5362 sayılı Esnaf ve Sanatkârlar Meslek Kuruluşları Kanunu’nun 3. maddesine göre esnaf ve sanatkâr, ister gezici ister sabit bir mekânda bulunsun, Esnaf ve Sanatkâr ile Tacir ve Sanayiciyi Belirleme Koordinasyon Kurulunca belirlenen esnaf ve sanatkâr meslek kollarına dâhil olup, ekonomik faaliyetini sermayesi ile birlikte bedenî çalışmasına dayandıran ve kazancı tacir veya sanayici niteliğini kazandırmayacak miktarda olan, basit usulde vergilendirilenler ve işletme hesabı esasına göre deftere tabi olanlar ile vergiden muaf bulunan meslek ve sanat sahibi kimseler olarak belirtilmiştir. 507 sayılı Kanun, 5362 sayılı Kanun’un 76. maddesi ile yürürlükten kaldırılmış ve maddenin ikinci cümlesi ile diğer kanunların 507 sayılı Kanuna yaptıkları atıfların 5362 sayılı Kanuna yapılmış sayılacağı açıklanmıştır.

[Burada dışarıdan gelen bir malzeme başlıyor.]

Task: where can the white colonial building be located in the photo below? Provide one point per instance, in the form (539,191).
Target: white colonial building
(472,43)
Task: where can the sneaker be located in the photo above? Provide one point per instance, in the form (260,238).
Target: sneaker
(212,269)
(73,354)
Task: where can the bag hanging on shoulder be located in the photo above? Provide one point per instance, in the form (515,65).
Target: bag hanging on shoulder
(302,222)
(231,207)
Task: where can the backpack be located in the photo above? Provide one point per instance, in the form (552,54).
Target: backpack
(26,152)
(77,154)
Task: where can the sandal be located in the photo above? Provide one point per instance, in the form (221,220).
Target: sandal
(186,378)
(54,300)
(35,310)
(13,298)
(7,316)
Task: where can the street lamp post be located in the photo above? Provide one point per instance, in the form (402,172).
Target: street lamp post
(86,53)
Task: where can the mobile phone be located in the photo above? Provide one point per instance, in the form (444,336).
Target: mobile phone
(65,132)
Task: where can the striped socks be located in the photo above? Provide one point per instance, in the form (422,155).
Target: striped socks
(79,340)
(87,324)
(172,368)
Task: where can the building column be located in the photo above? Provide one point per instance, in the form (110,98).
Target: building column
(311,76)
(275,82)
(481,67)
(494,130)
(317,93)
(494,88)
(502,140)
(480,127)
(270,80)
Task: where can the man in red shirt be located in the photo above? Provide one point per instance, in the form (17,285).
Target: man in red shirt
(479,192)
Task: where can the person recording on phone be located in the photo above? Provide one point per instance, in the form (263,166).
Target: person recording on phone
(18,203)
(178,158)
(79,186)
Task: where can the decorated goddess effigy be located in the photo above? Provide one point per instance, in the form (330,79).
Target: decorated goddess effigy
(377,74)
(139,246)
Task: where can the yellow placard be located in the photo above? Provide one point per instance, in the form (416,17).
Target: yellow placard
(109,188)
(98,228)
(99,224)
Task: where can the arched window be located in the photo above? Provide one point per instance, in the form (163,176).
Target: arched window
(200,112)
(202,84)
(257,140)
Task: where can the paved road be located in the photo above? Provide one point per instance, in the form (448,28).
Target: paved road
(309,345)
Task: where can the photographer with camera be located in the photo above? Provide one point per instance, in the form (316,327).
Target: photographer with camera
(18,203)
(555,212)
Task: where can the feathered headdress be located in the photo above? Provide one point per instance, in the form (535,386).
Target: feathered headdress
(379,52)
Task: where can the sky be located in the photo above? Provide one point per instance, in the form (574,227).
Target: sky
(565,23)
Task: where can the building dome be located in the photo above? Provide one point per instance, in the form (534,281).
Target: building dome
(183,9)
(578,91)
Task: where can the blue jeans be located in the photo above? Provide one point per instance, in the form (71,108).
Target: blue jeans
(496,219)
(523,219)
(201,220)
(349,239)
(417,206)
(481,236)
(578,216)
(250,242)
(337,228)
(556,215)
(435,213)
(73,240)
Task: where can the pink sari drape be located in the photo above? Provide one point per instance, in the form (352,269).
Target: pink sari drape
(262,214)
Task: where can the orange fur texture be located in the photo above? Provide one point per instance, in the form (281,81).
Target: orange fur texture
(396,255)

Esnaf ve sanatkâr faaliyeti kapsamında kalan işyerinde üç kişinin çalışması halinde, 4857 sayılı Kanun’un 4. maddesinin (ı) bendi uyarınca, bu işyeri İş Kanununun kapsamının dışında kalmaktadır. Maddede üç işçi yerine “üç kişi”den söz edilmiştir. Bu ifade, işyerinde bedeni gücünü ortaya koyan meslek ve sanat erbabını da kapsamaktadır. İşinde bedeni gücü ile çalışmakta olan esnaf dahil olmak üzere toplam çalışan sayısının üçü aşması durumunda işyeri 4857 sayılı Kanuna tabi olacaktır.

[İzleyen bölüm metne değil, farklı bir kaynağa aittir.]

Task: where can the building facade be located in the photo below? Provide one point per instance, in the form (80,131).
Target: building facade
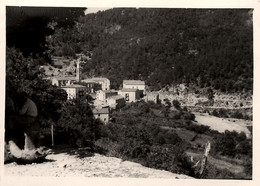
(135,84)
(116,102)
(75,91)
(63,80)
(102,95)
(130,95)
(104,82)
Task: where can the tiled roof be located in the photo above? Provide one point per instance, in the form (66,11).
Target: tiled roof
(65,77)
(101,111)
(73,86)
(116,97)
(128,90)
(133,82)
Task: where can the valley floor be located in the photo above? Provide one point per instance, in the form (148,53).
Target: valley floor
(222,124)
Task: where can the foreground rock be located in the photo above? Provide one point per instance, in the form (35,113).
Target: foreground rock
(63,165)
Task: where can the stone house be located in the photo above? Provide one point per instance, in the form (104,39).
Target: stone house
(116,102)
(75,91)
(102,95)
(104,82)
(130,95)
(134,84)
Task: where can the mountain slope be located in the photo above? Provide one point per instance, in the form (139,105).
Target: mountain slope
(211,48)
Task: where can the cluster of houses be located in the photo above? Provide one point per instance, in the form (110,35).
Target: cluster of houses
(99,88)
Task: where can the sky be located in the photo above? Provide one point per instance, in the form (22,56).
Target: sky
(95,10)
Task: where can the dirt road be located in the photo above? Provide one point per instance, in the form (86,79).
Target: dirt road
(64,165)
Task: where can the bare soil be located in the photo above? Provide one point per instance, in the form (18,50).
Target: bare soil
(222,124)
(65,164)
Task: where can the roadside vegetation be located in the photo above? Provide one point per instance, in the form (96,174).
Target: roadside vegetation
(148,137)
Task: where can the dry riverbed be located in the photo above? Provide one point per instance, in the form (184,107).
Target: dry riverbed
(222,124)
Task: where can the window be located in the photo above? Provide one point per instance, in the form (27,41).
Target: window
(127,97)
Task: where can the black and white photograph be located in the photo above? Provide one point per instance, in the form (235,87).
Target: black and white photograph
(129,92)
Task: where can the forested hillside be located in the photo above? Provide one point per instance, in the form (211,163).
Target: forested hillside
(165,46)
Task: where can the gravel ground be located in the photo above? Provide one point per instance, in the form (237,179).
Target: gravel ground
(222,124)
(65,165)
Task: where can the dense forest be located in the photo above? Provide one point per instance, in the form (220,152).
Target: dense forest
(209,48)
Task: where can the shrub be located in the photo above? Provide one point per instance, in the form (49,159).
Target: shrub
(77,125)
(176,104)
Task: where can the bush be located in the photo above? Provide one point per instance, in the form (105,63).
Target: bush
(77,126)
(176,104)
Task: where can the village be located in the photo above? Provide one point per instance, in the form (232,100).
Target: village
(66,74)
(98,88)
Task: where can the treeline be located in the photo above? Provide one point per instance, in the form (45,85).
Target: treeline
(211,48)
(142,133)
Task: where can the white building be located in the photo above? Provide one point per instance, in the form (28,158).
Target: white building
(102,95)
(102,114)
(63,80)
(116,102)
(75,91)
(130,95)
(136,84)
(104,82)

Somut olayda davacı, davalıya ait takside 2004-2009 yılları arasında şoför olarak çalıştığını ve iş sözleşmesinin haksız olarak feshedildiğini belirterek işçilik alacaklarının hüküm altına alınmasını istemiştir. Mahkemece, sözkonusu takside üçten fazla çalışan olmaması ve davalının geçimini münhasıran bu araçtan sağlaması sebebi ile Asliye Hukuk Mahkemesine görevsizlik kararı verilmiştir. Mahkemece yapılan bu tespitte bir isabetsizlik bulunmamaktadır. Ancak, dosya içeriğine göre, sözkonusu araçta davacı ile birlikte davalının oğlu M. Ü.l çalışmıştır. Davalının bedeni çalışması olup olmadığı ise açıklığa kavuşturulmamış ve bu konuda bir değerlendirme yapılmamıştır. Bu durumda, alacak talep edilen döneme ilişkin 06 …. plakalı araca ait tüm trafik ceza tutanakları temin edilmeli, davalı tanıkları da dinlendikten sonra, dosyadaki tüm deliller birlikte değerlendirilerek anılan dönemde davalının bedeni çalışması bulunup bulunmadığı hususu tereddüte yer vermeyecek şekilde belirlenmelidir. Sözkonusu araçta davalının bedeni çalışması bulunduğu sonucuna varılırsa şimdiki görevsizlik kararı verilmeli, aksi halde yargılamaya devam edilerek işin esası ile ilgili bir karar verilmelidir. Eksik inceleme ile yazılı şekilde hüküm kurulması hatalı olup bozmayı gerektirmiştir.
SONUÇ: Temyiz olunan kararın yukarıda yazılı sebepten BOZULMASINA, peşin alınan temyiz harcının istek halinde ilgiliye iadesine, 10.03.2014 günü oybirliği ile karar verildi.